FORT COLLINS, Colo. » Hawaii football coach Norm Chows insists, "Every game we look at as just another opportunity to play, another opportunity to do the best we can do."
And Colorado State’s Jim McElwain maintains "just trying to go out and win every down is something we need to try to get back to."
As much as nobody wants to come out and acknowledge the "D" word — and both coaches have gone to great lengths to talk around it this week — today’s 1 p.m. meeting is very much a desperation game for Hawaii and Colorado State.
When you have teams that are 1-5 (Hawaii) and 1-6 (Colorado), how could it not be? When you have one team (UH) that has won just one of its last 10 games against Football Bowl Subdivision competition and another (CSU) that has won but one of its last 15 against any opposition, that practically spells d-e-s-p-e-r-a-t-i-o-n.
Or, should.
For one of the downtrodden, the season gets a little bit brighter today. For somebody, the gloom parts at least momentarily. Both know they badly need to be that team.
What we have here are two first-year, first-time head coaches who expected difficulty and struggle in turning around lagging programs. But neither they nor their fans expected what has materialized.
To be sure nobody around UH expected the depth of the blowouts the Warriors have suffered. And few around CSU saw six consecutive losses coming after the big season-opening victory over Colorado.
"I’ll be honest, I’m very disappointed in our win-loss record, McElwain told Mountain West Conference reporters this week. "That’s not acceptable for me."
Chow said, "Neither side, I’m sure, is satisfied. (We’re) a little bit embarrassed and we just need to go play well."
And that’s a big part of what gives this game whatever importance it has. Both teams see somebody they can get better against.
Look at it this way: If the Warriors don’t win this week, when will they?
Next week at 5-3 Fresno State and the following weeks against 18th-ranked Boise State (6-1) and at Air Force (4-3) sure don’t portend better opportunities at victory. And, who wants to go into their final two games of the season still looking for victory No. 2?
What we could very well have here is, in fact, an elimination game for last place in the MWC among two of the three teams that most figure in the race at the moment. The other being Wyoming (1-6). All are 0-3 in conference.

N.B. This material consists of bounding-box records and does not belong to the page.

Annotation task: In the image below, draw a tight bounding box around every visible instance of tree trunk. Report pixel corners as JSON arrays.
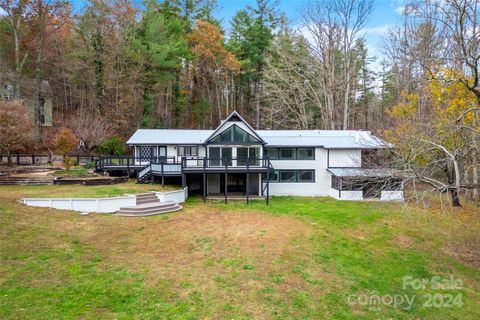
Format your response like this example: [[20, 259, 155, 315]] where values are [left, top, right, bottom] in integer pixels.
[[450, 188, 462, 207], [445, 160, 462, 207]]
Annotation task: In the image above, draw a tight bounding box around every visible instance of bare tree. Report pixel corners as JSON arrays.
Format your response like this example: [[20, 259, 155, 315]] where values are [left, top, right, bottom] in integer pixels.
[[66, 111, 112, 154], [263, 31, 323, 129], [0, 0, 30, 99], [302, 0, 373, 130]]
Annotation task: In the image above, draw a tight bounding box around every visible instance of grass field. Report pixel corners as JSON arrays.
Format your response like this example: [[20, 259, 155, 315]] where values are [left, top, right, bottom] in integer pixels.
[[0, 183, 480, 319]]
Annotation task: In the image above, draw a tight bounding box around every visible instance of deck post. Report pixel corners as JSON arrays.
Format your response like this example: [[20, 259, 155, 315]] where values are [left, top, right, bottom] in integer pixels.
[[160, 162, 165, 187], [202, 171, 207, 202], [338, 177, 343, 198], [245, 158, 250, 204], [267, 171, 270, 206], [224, 161, 228, 203]]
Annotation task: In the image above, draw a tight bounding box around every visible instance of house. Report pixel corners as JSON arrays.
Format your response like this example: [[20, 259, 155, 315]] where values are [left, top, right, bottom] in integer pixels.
[[97, 112, 403, 202]]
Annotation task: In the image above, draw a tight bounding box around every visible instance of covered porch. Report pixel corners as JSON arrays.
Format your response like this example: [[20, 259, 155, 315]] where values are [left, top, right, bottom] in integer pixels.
[[184, 171, 269, 204], [327, 168, 404, 201]]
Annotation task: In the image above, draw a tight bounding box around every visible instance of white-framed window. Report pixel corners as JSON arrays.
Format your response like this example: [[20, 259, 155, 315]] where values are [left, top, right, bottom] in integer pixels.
[[178, 146, 198, 157]]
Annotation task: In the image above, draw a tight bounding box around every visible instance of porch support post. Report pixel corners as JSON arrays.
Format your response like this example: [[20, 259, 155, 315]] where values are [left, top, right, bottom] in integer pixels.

Chow says, "We’re both in our first years and we can’t worry about that (desperation). We’re both building a program; we’re building a foundation. You know, three, four years from now, two, three years from now, then if we’re not getting it done then, yeah, I would look (at it that way), not this week."
Perhaps, but who wants to take a chance of heading into year two with that kind of a burden if you can begin to lessen some of it with a victory this week?